Summer break a 'win' for F1's hard workers
F1's 'summer break' is a rare slice of relief for the sport's hard-working men and women.
"The level of dedication (in F1) is quite high," said former Toro Rosso technical director Giorgio Ascanelli, explaining that outside the top teams, wages are not particularly high.
"Life in formula one is a life of self-denial," he told Brazil's O Estado de S.Paulo newspaper.
During the month-long break between the Hungarian and Belgian grands prix, teams must close their factories for a mandatory two-week period.
"Of course," Red Bull's Dr Helmut Marko admitted to Salzburger Nachrichten newspaper, "you don't switch the minds off too."
But at the very least, the situation does force everyone involved in the sport to ease back the throttle.
Even the Christmas and New Year's period is "intense", former Ferrari spokesman Luca Colajanni admitted, because the new cars are now launched in January.
So the August break is "a win for everyone in formula one," Toro Rosso sporting director Steve Nielsen said.
Red Bull team boss Christian Horner added: "Everyone has earned the chance to recharge their batteries."
Ecclestone vows to help F1 hopeful Felipe Nasr
As one Brazilian driver's future hangs in the balance, yet another looks set to step onto the 2014 grid.
Livio Oricchio, the respected correspondent for Brazil's O Estado de S.Paulo newspaper, reported recently that GP2 driver Felipe Nasr is likely to make his debut next year.
The 20-year-old, currently second in the GP2 standings, admitted in June he is "not far" from making the big step up to formula one.
Now, Brazil's Globo has quoted F1 chief executive Bernie Ecclestone as telling Nasr: "I'm here.

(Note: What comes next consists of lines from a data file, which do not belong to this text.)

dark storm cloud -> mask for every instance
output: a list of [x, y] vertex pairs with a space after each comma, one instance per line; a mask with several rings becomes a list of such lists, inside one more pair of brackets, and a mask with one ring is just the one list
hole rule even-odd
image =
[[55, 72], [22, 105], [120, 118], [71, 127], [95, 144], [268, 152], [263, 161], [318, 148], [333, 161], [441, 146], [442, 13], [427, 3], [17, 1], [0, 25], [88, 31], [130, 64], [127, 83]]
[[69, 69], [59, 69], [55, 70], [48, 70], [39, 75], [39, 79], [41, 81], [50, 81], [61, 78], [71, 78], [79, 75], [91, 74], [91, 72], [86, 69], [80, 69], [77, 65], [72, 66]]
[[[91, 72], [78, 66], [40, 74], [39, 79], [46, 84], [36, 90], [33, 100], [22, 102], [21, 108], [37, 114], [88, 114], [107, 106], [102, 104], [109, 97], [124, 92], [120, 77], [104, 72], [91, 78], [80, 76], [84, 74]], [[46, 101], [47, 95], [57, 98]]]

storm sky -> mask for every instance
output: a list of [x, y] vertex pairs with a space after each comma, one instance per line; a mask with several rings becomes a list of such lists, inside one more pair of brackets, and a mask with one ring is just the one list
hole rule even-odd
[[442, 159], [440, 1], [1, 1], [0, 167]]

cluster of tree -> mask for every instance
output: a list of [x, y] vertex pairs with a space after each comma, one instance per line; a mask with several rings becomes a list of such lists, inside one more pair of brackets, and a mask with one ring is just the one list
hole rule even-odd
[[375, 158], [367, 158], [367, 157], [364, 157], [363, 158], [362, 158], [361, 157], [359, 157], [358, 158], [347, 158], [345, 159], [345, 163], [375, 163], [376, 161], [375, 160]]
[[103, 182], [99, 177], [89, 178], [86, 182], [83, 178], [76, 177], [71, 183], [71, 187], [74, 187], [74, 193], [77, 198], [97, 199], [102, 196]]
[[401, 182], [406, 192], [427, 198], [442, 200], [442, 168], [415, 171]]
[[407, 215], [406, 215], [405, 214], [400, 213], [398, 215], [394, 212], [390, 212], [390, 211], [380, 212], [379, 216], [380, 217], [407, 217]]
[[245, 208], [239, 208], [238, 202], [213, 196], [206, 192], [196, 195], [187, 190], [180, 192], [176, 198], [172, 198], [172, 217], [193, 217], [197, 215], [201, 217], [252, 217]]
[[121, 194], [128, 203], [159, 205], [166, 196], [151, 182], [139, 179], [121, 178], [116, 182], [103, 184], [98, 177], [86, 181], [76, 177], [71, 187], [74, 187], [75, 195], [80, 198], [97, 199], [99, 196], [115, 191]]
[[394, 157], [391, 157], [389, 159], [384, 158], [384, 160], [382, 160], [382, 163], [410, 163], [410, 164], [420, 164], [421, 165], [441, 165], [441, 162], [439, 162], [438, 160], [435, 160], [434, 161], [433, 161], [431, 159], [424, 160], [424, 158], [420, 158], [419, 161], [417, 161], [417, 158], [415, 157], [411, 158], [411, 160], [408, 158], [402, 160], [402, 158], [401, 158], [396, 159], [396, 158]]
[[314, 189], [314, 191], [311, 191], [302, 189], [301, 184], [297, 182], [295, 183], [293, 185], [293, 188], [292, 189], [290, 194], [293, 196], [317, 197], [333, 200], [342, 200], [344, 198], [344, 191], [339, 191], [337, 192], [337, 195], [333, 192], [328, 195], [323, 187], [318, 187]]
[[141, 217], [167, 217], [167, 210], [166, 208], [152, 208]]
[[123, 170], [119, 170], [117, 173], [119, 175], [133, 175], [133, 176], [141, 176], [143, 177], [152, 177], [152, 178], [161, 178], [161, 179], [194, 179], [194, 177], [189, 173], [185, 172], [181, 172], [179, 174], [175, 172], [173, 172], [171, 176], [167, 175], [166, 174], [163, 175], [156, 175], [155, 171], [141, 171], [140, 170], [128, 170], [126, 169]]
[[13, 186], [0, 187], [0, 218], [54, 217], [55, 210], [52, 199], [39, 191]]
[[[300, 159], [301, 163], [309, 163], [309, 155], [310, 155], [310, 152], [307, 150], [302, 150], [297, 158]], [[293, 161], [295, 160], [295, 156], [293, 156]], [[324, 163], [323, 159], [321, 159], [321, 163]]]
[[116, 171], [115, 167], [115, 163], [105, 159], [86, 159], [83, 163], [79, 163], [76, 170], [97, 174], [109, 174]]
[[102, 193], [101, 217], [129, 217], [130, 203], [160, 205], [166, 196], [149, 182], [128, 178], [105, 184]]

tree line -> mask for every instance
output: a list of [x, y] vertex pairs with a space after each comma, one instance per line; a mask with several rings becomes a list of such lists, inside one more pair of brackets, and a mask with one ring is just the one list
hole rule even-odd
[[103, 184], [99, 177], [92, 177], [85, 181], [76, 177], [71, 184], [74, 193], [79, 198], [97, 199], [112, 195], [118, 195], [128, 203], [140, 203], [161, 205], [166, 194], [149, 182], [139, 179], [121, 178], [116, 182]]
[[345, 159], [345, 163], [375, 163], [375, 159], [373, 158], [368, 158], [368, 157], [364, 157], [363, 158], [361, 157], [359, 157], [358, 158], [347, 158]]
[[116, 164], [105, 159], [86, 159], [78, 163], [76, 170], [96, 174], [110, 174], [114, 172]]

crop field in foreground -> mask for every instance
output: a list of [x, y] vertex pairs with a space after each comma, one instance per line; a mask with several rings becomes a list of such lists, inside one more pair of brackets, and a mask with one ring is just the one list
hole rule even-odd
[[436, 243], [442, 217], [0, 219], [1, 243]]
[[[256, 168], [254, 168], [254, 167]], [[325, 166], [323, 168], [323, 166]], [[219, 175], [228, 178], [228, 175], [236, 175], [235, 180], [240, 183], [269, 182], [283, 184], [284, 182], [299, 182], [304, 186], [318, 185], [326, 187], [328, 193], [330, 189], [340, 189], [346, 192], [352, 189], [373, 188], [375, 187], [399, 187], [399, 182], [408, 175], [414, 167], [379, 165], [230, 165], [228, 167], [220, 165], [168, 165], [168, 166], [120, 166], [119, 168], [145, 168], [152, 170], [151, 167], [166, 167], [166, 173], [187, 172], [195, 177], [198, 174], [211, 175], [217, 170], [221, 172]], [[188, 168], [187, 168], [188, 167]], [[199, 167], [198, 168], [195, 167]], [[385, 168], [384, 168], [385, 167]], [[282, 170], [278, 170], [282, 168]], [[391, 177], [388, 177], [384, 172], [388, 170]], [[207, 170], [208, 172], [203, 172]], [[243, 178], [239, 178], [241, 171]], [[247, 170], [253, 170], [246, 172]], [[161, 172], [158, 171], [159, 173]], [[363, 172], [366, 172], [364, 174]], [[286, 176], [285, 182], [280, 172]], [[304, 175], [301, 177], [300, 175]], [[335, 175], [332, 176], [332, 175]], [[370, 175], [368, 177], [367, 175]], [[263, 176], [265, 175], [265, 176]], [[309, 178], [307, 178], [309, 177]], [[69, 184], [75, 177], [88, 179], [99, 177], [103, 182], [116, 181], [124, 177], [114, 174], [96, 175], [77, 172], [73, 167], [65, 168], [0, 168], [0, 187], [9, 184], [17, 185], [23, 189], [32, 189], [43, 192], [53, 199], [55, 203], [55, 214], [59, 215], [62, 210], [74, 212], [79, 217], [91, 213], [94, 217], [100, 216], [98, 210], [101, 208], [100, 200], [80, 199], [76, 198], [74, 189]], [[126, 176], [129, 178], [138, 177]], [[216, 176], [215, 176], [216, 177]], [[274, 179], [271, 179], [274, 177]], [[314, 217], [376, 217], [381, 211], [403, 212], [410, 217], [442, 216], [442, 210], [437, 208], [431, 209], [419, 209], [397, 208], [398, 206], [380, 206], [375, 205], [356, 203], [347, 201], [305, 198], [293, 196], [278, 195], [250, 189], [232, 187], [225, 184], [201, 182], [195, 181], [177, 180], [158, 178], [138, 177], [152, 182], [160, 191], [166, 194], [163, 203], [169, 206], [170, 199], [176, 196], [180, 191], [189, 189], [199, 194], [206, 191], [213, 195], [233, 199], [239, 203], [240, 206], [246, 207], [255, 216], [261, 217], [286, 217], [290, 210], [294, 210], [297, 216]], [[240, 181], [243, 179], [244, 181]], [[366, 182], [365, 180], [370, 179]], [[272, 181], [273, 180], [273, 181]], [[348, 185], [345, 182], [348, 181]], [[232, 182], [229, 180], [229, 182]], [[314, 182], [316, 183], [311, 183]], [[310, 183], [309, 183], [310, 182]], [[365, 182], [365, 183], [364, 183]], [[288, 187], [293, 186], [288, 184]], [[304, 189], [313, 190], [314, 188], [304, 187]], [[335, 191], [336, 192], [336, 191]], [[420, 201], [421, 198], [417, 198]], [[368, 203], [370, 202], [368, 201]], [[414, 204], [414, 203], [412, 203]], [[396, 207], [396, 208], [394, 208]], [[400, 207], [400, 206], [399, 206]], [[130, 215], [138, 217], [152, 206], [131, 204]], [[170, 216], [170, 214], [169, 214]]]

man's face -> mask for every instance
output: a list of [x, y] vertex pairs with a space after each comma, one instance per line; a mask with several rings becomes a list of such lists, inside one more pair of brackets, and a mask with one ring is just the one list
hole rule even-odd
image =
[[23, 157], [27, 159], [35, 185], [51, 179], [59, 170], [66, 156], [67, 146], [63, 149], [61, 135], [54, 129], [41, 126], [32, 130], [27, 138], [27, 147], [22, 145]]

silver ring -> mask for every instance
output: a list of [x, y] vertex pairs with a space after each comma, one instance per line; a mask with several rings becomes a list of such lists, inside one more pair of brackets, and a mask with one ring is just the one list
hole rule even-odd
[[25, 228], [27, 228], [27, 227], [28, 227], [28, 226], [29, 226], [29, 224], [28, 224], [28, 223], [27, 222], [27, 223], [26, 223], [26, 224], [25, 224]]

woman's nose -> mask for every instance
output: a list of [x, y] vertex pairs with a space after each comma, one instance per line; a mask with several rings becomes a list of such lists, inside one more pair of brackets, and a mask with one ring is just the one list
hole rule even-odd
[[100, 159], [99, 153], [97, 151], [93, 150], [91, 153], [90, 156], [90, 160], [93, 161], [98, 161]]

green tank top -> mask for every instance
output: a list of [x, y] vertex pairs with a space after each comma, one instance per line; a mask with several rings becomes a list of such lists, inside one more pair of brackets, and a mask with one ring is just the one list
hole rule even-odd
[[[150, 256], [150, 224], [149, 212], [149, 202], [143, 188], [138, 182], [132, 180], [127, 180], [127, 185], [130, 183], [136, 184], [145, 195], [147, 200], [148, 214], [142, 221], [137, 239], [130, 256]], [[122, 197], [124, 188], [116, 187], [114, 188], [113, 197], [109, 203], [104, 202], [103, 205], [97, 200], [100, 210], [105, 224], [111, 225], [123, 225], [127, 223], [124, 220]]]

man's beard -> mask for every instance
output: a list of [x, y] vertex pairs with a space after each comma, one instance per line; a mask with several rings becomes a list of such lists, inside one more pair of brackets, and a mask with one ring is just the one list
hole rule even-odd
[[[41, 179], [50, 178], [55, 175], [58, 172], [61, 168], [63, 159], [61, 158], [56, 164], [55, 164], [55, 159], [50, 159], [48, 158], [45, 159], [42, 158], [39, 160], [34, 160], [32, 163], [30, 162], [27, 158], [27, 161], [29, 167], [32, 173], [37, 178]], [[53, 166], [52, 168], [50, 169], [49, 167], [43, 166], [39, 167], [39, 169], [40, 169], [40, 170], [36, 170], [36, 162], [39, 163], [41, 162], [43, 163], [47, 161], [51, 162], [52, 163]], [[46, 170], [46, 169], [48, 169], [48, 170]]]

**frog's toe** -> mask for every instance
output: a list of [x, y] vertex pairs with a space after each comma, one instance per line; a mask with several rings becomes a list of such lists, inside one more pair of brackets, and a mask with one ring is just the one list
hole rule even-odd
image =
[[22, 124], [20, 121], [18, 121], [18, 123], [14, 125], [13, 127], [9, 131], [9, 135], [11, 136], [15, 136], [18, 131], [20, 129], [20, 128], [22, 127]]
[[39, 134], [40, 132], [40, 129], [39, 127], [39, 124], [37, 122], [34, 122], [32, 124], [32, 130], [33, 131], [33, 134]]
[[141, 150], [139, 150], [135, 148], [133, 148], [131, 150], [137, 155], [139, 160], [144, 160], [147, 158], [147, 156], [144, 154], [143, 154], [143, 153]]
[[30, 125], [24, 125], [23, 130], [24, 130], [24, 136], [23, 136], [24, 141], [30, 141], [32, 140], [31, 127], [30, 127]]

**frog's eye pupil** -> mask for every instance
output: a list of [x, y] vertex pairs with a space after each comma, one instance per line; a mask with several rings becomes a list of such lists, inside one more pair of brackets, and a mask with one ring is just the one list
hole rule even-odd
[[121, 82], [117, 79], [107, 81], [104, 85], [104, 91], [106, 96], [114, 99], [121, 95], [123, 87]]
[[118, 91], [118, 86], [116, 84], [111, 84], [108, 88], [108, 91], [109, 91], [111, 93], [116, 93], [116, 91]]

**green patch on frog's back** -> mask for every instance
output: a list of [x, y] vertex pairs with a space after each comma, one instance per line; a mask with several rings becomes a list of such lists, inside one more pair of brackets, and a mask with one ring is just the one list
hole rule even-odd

Anytime you need advice, you can shout.
"I need a Brazilian driver," he added.
Indeed, if Felipe Massa - currently F1's only Brazilian - does not get a new Ferrari contract for 2014, he has not ruled out simply quitting the category.
Ecclestone hinted that some F1 teams are interested in Nasr.
"I have talked to them a few times and people are really impressed with how he has developed over the last few years," said the 82-year-old Briton.
Nasr, however, warned: "The dream of reaching the top of world motor sport is close, but not easy.
"It depends on good results but also financial support," he admitted.
Russia moves to end 2014 race uncertainty
Russia on Monday moved towards ending the uncertainty over its inaugural grand prix at Sochi.
Earlier, the country's automobile federation, the RAF, missed the July 31 deadline to apply to host the race in 2014, due to failing to reach an agreement with the promoter, Omega.
But the Russian sports daily Sport Express on Monday said Omega is now set to reach an agreement with the RAF.
Whether the Sochi race can be held in 2014 will then rest on the FIA accepting 'force majeure' as the reason for the missed application deadline.
"We just couldn't miss the chance to reach an agreement," Omega general manager Oleg Zabara was quoted as saying.
"We're set to sign an official contract with RAF this week before sending an application to stage the 2014 race to the FIA. We've already reached the agreement, which we now need to formalise."